Catherine Margaret Ashton or Baroness Ashton of Upholland was born in Lancashire. After gaining a degree in economics at the University of London, Baroness Ashton has had a varied career in the third sector before her rise up the political ladder, culminating in her new high-profile role as the European Union’s first High Representative for Foreign Affairs.

She began work in the 1970s as an administrator at the Campaign for Nuclear Disarmament, later being elected as one of its vice-chairs. Baroness Ashton then went on to lead Business in the Community, a charitable organisation concerned with fighting inequality. As director between 1983 and 1989, she established organisations such as the Employers’ Forum on Disability, Opportunity Now and the Windsor Fellowship.

Between 1998 and 2001, she chaired Hertfordshire Health Authority, later becoming the Vice President of the National Council for One Parent Families.

After being appointed a life peer by Tony Blair in 1999, she worked as a junior minister in the Department of Education and was responsible for Labour’s flagship education project, Sure Start. She switched to the Ministry of Constitutional Affairs in 2004 where she was voted politician of the year in 2006 by Stonewall, the gay rights organisation, for championing equality and human rights.

In 2007 she was promoted to Leader of the Lords where she took responsibility for equalities issues and pushed proposals such as allowing victims of forced marriages to seek compensation under the Forced Marriages Bill in 2007.

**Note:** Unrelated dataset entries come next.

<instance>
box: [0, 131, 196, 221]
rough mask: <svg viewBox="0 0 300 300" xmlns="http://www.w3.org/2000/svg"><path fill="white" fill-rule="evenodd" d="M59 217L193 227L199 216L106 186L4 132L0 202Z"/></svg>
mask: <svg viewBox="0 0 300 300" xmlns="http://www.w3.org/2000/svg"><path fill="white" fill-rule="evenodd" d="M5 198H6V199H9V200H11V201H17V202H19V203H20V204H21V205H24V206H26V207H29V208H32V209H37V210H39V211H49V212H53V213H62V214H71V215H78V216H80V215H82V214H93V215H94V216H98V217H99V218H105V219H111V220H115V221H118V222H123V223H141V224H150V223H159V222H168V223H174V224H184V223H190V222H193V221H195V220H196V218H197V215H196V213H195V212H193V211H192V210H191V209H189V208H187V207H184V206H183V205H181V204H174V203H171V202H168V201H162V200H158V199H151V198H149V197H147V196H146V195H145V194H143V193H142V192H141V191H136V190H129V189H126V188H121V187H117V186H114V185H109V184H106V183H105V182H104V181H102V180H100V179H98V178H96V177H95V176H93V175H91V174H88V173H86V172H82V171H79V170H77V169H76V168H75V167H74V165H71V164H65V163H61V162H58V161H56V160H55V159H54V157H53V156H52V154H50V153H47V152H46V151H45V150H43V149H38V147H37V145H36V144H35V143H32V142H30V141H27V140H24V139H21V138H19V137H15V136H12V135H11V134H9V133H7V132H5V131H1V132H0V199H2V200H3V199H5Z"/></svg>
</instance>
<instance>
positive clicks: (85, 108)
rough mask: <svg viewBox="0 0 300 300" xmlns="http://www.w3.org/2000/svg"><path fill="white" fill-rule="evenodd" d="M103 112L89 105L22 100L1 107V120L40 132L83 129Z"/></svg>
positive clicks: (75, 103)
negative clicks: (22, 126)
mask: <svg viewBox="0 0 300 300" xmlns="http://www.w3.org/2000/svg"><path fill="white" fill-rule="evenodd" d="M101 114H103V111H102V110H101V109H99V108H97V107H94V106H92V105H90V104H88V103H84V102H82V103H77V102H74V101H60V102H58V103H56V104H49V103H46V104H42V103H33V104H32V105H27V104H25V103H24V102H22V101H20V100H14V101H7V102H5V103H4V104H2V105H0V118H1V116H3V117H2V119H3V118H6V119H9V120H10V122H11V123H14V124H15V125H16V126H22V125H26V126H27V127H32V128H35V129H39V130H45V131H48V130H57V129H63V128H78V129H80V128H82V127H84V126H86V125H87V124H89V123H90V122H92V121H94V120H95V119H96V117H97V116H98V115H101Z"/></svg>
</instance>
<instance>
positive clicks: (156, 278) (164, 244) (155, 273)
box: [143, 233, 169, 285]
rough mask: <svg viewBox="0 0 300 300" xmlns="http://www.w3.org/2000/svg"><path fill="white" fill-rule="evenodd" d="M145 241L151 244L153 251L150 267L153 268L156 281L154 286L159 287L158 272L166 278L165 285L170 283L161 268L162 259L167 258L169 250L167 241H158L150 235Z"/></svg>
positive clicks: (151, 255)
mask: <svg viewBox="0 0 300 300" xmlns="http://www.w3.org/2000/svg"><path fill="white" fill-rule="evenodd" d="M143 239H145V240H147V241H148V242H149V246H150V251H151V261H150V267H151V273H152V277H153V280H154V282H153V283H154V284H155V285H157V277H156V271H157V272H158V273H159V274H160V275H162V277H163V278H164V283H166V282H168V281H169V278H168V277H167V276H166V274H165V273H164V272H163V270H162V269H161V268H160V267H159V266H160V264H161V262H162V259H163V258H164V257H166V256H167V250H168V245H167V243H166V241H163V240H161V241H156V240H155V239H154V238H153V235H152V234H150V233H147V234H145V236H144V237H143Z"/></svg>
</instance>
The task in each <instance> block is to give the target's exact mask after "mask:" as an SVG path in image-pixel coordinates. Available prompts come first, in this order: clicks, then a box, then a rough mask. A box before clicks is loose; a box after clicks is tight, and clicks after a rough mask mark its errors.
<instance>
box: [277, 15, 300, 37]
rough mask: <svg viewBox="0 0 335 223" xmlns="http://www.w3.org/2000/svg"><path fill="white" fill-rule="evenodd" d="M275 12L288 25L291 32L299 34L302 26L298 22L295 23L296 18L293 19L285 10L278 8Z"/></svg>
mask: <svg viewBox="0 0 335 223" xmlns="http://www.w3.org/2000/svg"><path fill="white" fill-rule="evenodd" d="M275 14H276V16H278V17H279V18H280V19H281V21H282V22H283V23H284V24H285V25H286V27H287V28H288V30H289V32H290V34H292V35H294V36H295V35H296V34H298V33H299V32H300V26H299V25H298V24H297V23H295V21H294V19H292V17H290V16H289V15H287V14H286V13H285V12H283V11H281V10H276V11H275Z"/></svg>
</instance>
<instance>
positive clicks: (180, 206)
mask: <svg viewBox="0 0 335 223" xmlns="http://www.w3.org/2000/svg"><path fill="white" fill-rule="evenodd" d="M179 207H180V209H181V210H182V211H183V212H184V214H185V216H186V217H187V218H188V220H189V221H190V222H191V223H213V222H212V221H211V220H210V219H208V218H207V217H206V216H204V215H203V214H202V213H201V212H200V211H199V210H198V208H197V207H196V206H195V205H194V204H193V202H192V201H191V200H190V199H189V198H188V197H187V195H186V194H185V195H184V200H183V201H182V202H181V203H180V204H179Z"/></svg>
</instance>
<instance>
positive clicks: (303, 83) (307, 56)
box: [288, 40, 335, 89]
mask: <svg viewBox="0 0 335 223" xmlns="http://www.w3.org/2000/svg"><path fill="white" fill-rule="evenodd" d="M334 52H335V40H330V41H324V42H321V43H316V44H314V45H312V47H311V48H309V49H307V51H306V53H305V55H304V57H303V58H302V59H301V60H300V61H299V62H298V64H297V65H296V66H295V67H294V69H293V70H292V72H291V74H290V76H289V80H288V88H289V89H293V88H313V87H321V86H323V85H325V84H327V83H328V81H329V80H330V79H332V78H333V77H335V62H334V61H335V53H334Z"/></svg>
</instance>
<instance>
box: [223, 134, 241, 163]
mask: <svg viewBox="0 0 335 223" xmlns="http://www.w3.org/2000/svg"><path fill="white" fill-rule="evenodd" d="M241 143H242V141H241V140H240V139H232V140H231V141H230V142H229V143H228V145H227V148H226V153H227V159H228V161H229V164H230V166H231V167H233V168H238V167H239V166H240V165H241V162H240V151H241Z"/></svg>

Baroness Ashton was appointed as the first British woman EU Trade Commissioner after being chosen to replace Lord Mandelson last year. In this role she has widely been regarded a success and built a reputation as a competent negotiator who achieves results, after leading trade negotiations with China and other key powers and arguing the case for free trade. According to the European Commission’s website, in her time as Trade Commissioner she has ‘initialled an ambitious and far-reaching trade agreement with South Korea, and solved a number of high-profile trade disputes with major trading partners’, and championed trade as a means of promoting international development.

How Baroness Ashton performs in her new high-profile role remains to be seen but as Denis MacShane, former Europe Minister is quoted in the Times as saying: ‘She was Labour’s best leader in the House of Lords and anyone who can herd peers will have no trouble with EU foreign ministers’.